The average cost for a pound of marijuana flowers was $1,689 as of Friday, down 3.1 percent from a week prior, Cannabis Benchmarks reported. Greenhouse-grown weed, meanwhile, sold last week at an average cost of $1,405 per pound — an all-time low according to the marijuana industry analytics firm.
With the cost of a wholesale pound of pot running roughly $2,500 in Colorado as of last October, the current price of the plant is drastically lower than a year before.
“Over the last year, we’ve seen a steady decline in prices,” John Manlove, the director of sales at Tradiv, an online marijuana wholesaler, told the Boulder Country, Colorado’s Daily Camera newspaper.
“We’ve never seen prices like this,” he added in an email to Business Insider.
According to some predictions, that price tag isn’t going to skyrocket any time soon either. Cannabis Benchmarks said Friday that it expects wholesale pot will sell for $1,525 this October before likely going up to $1,750 next spring.
Speaking to the Daily Camera, Mr. Manlove attributed the current low prices to an influx of product that has flooded the market in recent months as legal growers expand their operations.
In Colorado, where recreational marijuana became legal in 2014, the state has seen the number of licensed growers spike from 493 last August to 583 this month, the newspaper reported.

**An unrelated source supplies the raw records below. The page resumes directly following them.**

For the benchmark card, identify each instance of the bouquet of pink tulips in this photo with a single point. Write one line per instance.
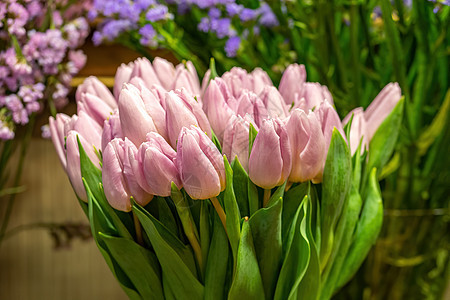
(230, 189)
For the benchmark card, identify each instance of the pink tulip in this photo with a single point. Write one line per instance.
(292, 81)
(57, 133)
(329, 119)
(182, 111)
(381, 107)
(219, 105)
(95, 87)
(156, 166)
(274, 102)
(123, 75)
(86, 127)
(358, 130)
(270, 160)
(94, 107)
(307, 144)
(134, 119)
(144, 70)
(111, 129)
(251, 104)
(165, 72)
(73, 168)
(186, 77)
(311, 95)
(235, 139)
(199, 164)
(118, 179)
(237, 80)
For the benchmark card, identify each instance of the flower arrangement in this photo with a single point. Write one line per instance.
(38, 58)
(230, 188)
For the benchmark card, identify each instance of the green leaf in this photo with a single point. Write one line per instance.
(252, 132)
(99, 223)
(176, 259)
(367, 231)
(266, 231)
(309, 286)
(383, 142)
(344, 234)
(253, 197)
(232, 211)
(247, 283)
(216, 141)
(166, 216)
(216, 267)
(240, 185)
(140, 265)
(93, 177)
(291, 202)
(297, 256)
(204, 233)
(336, 185)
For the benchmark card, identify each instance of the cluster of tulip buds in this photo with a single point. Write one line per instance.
(158, 128)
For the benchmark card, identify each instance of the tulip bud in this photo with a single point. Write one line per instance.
(251, 104)
(123, 75)
(111, 129)
(143, 69)
(95, 107)
(235, 139)
(118, 179)
(260, 80)
(165, 72)
(95, 87)
(57, 133)
(292, 82)
(73, 168)
(270, 160)
(329, 119)
(311, 96)
(274, 102)
(307, 144)
(237, 80)
(381, 107)
(134, 119)
(186, 77)
(358, 130)
(200, 164)
(87, 127)
(182, 111)
(156, 162)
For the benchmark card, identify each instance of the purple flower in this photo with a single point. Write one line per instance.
(232, 46)
(157, 13)
(148, 33)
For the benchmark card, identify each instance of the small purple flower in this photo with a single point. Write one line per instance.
(148, 33)
(247, 14)
(232, 46)
(204, 25)
(157, 13)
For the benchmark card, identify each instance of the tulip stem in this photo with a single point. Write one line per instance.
(220, 212)
(138, 228)
(266, 198)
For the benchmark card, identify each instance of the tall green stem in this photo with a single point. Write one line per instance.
(18, 175)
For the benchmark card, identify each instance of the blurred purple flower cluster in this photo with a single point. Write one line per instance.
(224, 18)
(38, 56)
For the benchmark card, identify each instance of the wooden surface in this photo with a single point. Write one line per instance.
(30, 267)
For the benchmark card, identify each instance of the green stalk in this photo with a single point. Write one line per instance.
(354, 25)
(12, 197)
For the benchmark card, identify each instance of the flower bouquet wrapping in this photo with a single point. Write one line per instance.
(231, 189)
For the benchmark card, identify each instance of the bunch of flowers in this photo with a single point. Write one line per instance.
(38, 57)
(243, 189)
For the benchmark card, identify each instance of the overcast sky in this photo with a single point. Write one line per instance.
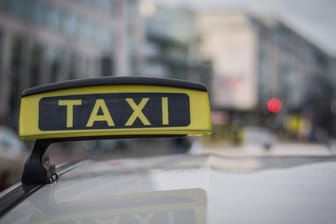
(315, 19)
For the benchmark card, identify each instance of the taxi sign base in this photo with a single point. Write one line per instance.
(38, 168)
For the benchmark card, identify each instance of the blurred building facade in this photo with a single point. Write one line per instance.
(257, 58)
(173, 46)
(44, 41)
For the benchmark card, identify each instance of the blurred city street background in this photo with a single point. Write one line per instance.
(269, 65)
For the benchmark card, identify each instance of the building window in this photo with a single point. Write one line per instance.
(35, 64)
(54, 59)
(69, 24)
(38, 12)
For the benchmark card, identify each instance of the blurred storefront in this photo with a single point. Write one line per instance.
(44, 41)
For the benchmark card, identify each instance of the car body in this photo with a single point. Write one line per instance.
(205, 188)
(12, 156)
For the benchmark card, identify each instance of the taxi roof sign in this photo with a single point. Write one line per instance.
(114, 107)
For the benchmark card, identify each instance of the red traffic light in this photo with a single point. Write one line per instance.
(274, 105)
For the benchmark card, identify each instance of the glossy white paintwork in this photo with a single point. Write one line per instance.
(187, 189)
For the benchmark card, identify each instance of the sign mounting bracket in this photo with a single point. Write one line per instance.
(39, 169)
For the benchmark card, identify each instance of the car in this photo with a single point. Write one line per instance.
(184, 188)
(12, 155)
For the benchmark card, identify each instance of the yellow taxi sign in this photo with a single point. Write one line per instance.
(116, 106)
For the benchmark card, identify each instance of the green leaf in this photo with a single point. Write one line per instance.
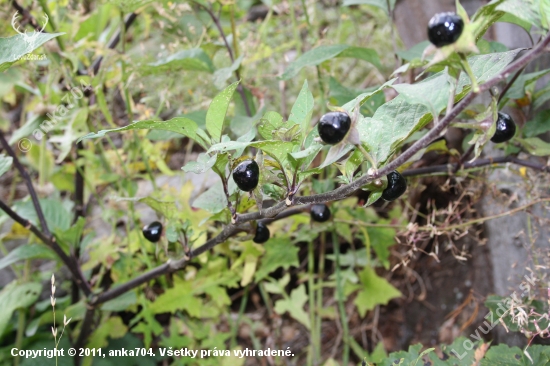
(180, 297)
(187, 60)
(302, 110)
(13, 48)
(181, 125)
(375, 291)
(432, 92)
(15, 296)
(213, 200)
(204, 162)
(221, 75)
(527, 11)
(382, 4)
(539, 125)
(320, 54)
(295, 305)
(279, 252)
(120, 303)
(271, 121)
(58, 215)
(5, 163)
(215, 116)
(27, 251)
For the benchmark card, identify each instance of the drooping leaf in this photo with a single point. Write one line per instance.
(215, 117)
(302, 110)
(13, 48)
(374, 291)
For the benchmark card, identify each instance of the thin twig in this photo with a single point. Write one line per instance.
(339, 193)
(28, 182)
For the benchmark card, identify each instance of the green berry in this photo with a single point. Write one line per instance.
(333, 127)
(506, 128)
(444, 29)
(153, 231)
(320, 212)
(262, 234)
(397, 185)
(247, 175)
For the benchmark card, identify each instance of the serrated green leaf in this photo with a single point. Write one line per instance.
(215, 116)
(374, 291)
(13, 48)
(5, 163)
(14, 296)
(187, 60)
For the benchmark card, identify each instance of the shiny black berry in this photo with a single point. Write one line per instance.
(506, 128)
(333, 127)
(320, 212)
(444, 29)
(153, 231)
(397, 185)
(246, 175)
(262, 234)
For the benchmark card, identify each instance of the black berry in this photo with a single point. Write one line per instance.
(444, 29)
(153, 231)
(397, 185)
(506, 128)
(262, 234)
(246, 175)
(333, 127)
(320, 212)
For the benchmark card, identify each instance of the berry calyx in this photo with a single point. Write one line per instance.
(246, 175)
(397, 185)
(506, 128)
(153, 231)
(262, 234)
(444, 29)
(333, 127)
(320, 212)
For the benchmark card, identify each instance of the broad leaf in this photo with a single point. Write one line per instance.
(374, 291)
(15, 296)
(13, 48)
(27, 251)
(215, 117)
(302, 110)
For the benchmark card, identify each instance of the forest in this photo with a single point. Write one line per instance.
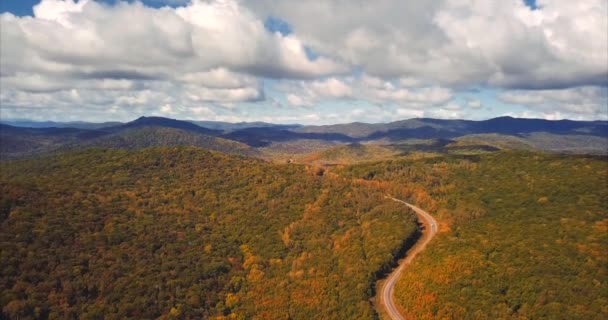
(185, 233)
(523, 235)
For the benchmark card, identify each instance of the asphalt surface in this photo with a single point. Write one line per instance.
(431, 227)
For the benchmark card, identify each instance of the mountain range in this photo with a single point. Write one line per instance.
(24, 138)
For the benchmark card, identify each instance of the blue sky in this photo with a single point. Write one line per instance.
(318, 62)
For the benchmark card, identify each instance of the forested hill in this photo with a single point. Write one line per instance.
(523, 236)
(168, 233)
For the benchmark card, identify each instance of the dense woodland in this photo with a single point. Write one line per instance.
(523, 235)
(183, 233)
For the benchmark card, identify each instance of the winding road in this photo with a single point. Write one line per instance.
(431, 228)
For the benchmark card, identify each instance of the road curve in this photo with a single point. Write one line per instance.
(431, 228)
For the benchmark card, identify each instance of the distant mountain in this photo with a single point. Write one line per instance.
(262, 137)
(53, 124)
(165, 123)
(18, 142)
(145, 137)
(229, 126)
(426, 128)
(286, 140)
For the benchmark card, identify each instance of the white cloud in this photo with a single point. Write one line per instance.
(575, 103)
(459, 42)
(367, 88)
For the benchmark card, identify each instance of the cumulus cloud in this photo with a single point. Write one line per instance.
(460, 42)
(408, 58)
(204, 51)
(366, 88)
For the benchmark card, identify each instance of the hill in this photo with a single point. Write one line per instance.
(146, 137)
(523, 235)
(292, 141)
(181, 232)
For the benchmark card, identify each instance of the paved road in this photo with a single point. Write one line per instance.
(431, 228)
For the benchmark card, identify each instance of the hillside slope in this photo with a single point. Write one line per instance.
(186, 233)
(524, 235)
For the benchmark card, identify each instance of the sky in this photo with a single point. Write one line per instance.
(308, 62)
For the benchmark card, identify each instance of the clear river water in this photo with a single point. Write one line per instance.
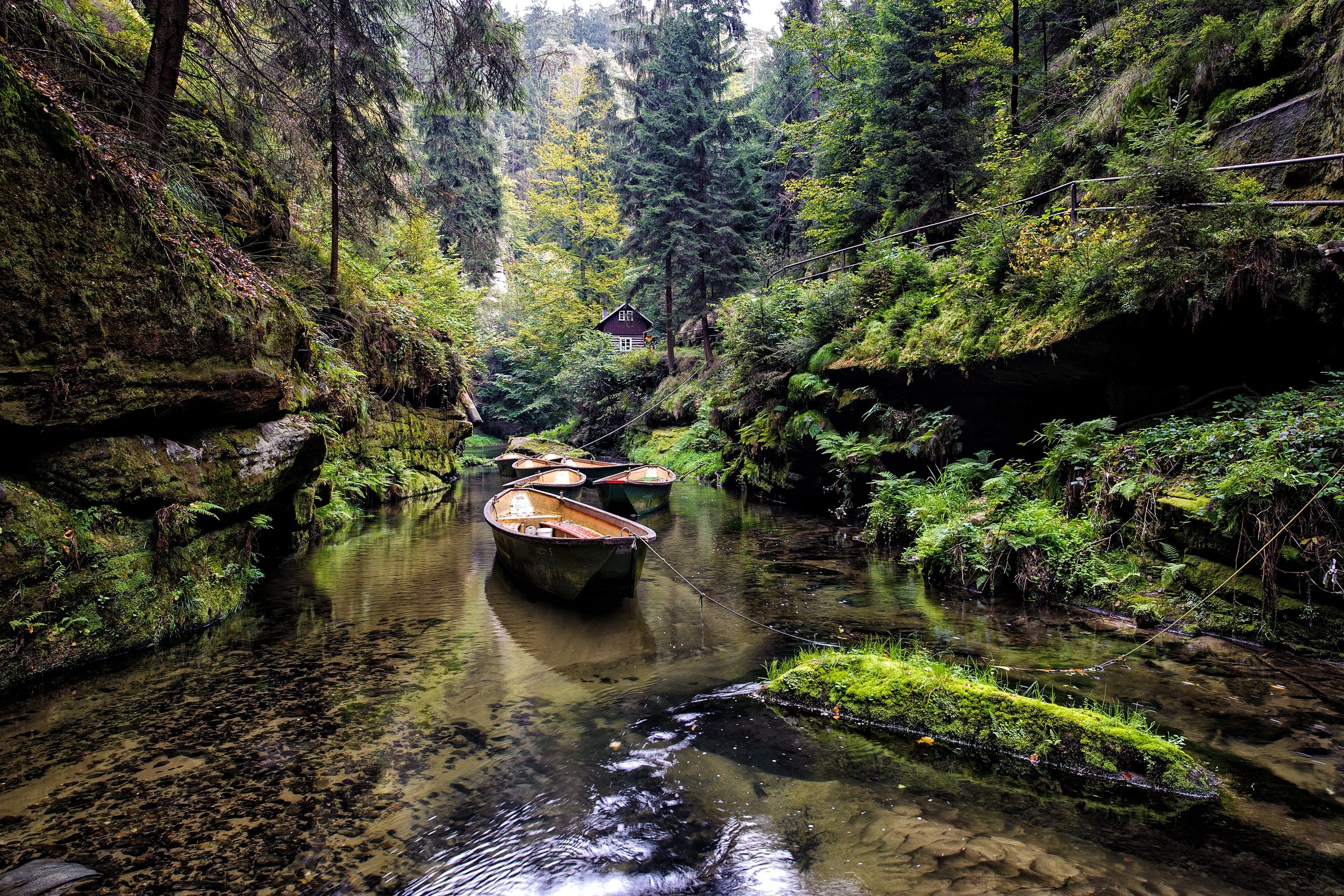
(392, 714)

But in the state’s largest city, Denver, local officials recently extended a moratorium limiting the number of grow sites — a decision that has led to “minority of large cannabis business owners” buying up and consolidating the remaining licenses, Mr. Manlove told the paper.
Washington State, Oregon, Alaska and Washington, D.C. have passed measures allowing adults to posses and privately use marijuana after Colorado became the first in the country to establish a recreational weed framework. On Nov. 8, voters in five states will weigh whether to fully legalize the plant for recreational use within their borders as well.